Rise of the Mages – Scott Drakeford

By | July 27, 2023

Growing up, most of the books available to me were used until around the time I hit my teens. More than half a million people in my home stomping grounds, and the only new books came from mail order, the community college bookstore, or the occasional Scholastic order form (we didn’t have the traveling book fairs until I hit junior high).

The used stores weren’t terrible; my folks sought them out and found well stocked places we could raid. The shops were fed by an eclectic, traveling, educated professional class who occasionally needed to dump a bunch of cool books their new job wouldn’t pay to move.

That included a lot of early 20th century kid-fic, which was very heavily East Coast influenced. Getting a real bookstore made some difference. But the majority of content was still put out by a real buffet of mayo and seltzer style folk – not people like me, in my lived experiences. The books were about boys, doing “boy” stuff, and girls were pretty secondary. There were books about girls, doing “girl” stuff (horse riding, solving mysteries, getting into trouble for being “tom boys”).

There were few exceptions of people just doing people stuff, Ramona Quimby by Beverly Cleary, and just about anything by Paula Danziger that wasn’t Amber Brown (no hate, just didn’t happen to read), and several of Barthe DeClements books.

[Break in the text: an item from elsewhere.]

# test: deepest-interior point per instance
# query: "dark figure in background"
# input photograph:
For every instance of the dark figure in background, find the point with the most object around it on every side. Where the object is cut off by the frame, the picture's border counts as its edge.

I wanted to read more than kid books pretty early, but there wasn’t much for older kids but not adults that weren’t romance or sports. I tried to get my hands on high fantasy and sci-fi beyond Narnia and The Phantom Toll Booth. No one really wrote high fantasy or sci-fi for kids. What little I could find of it was pretty unrelatable to me – written at a language level I couldn’t get, with not much context to hang my comprehension on. And so much of it was so terribly, terribly, terribly misogynistic, even to a tween. 

Except The Hobbit. I didn’t mind so much that I didn’t get all of it, at first read, because it was relatable. Unwanted guests, snacks, and an adventure? Sign me up! Sometimes I still can taste the food described in it, and think up my own hobbit-style foods. It was officially a “tenth grade” book, but I had a friendly high schooler to loan me their copy early on.

Be that as it may, I never really got into the euro-centric kind of fantasy settings of most high fantasy. But I pick them up from time to time and try, at least for a few chapters.

I do like the new genre of urban fantasy. I think what the industry means by urban is in the city, and modern, not code word for “black and brown people” being poor and lifted up by managing to get accepted despite their melanin or genital “deficiencies”.

So I picked up Rise of the Mages to get more of what The Publishing Rodeo podcast was about.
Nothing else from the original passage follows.